Step-by step explanation:

Given X represents the number on die.

The possible outcomes of X are 1, 2, 3, 4, 5, 6.

For a fair die, $P(X)=\frac{1}{6}$

(a) Moment generating function can be written as $M_{x}(t)$ .

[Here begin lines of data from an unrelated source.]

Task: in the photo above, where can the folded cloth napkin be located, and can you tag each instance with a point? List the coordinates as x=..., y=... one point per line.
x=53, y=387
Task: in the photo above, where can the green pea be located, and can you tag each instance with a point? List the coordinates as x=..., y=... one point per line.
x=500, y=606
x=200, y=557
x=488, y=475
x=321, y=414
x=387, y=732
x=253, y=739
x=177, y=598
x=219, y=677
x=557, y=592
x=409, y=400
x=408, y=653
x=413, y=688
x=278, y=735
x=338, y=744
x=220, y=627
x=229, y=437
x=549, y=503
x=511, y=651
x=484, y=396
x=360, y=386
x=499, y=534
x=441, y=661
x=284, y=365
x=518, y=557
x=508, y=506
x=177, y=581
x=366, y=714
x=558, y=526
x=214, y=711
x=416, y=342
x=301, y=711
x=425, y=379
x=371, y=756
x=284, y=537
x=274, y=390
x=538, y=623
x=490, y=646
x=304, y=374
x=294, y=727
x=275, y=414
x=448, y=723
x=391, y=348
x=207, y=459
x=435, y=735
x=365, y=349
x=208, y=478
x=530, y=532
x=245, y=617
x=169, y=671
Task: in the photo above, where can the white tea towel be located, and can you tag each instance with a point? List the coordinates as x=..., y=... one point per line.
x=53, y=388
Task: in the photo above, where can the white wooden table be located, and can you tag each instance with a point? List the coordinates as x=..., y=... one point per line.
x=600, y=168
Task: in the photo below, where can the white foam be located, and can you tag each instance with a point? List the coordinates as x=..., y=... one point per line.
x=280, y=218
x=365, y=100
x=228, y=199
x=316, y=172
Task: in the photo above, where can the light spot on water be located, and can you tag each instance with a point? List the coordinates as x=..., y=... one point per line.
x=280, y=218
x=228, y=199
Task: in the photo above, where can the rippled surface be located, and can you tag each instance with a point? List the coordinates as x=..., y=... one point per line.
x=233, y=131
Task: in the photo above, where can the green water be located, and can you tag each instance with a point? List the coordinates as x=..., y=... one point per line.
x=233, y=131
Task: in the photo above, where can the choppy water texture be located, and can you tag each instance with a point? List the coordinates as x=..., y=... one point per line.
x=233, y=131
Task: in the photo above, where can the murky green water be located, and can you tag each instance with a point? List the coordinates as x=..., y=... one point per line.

$M_x(t)=\sum_{x=1}^{6} P(X=x)$

$M_{x}(t)=\frac{1}{6} e^{t}+\frac{1}{6} e^{2 t}+\frac{1}{6} e^{3 t}+\frac{1}{6} e^{4 t}+\frac{1}{6} e^{5 t}+\frac{1}{6} e^{6 t}$

$M_x(t)=\frac{1}{6}\left(e^{t}+e^{2 t}+e^{3 t}+e^{4 t}+e^{5 t}+e^{6 t}\right)$

(b) Now, find $E(X) \text { and } E\((X^{2})$ using moment generating function

$M^{\prime}(t)=\frac{1}{6}\left(e^{t}+2 e^{2 t}+3 e^{3 t}+4 e^{4 t}+5 e^{5 t}+6 e^{6 t}\right)$

$M^{\prime}(0)=E(X)=\frac{1}{6}(1+2+3+4+5+6)$

$\Rightarrow E(X)=\frac{21}{6}$

$M^{\prime \prime}(t)=\frac{1}{6}\left(e^{t}+4 e^{2 t}+9 e^{3 t}+16 e^{4 t}+25 e^{5 t}+36 e^{6 t}\right)$

$M^{\prime \prime}(0)=E(X)=\frac{1}{6}(1+4+9+16+25+36)$

$\Rightarrow E\left(X^{2}\right)=\frac{91}{6}$

Hence, (a) moment generating function for X is $\frac{1}{6}\left(e^{t}+e^{2 t}+e^{3 t}+e^{4 t}+e^{5 t}+e^{6 t}\right)$ .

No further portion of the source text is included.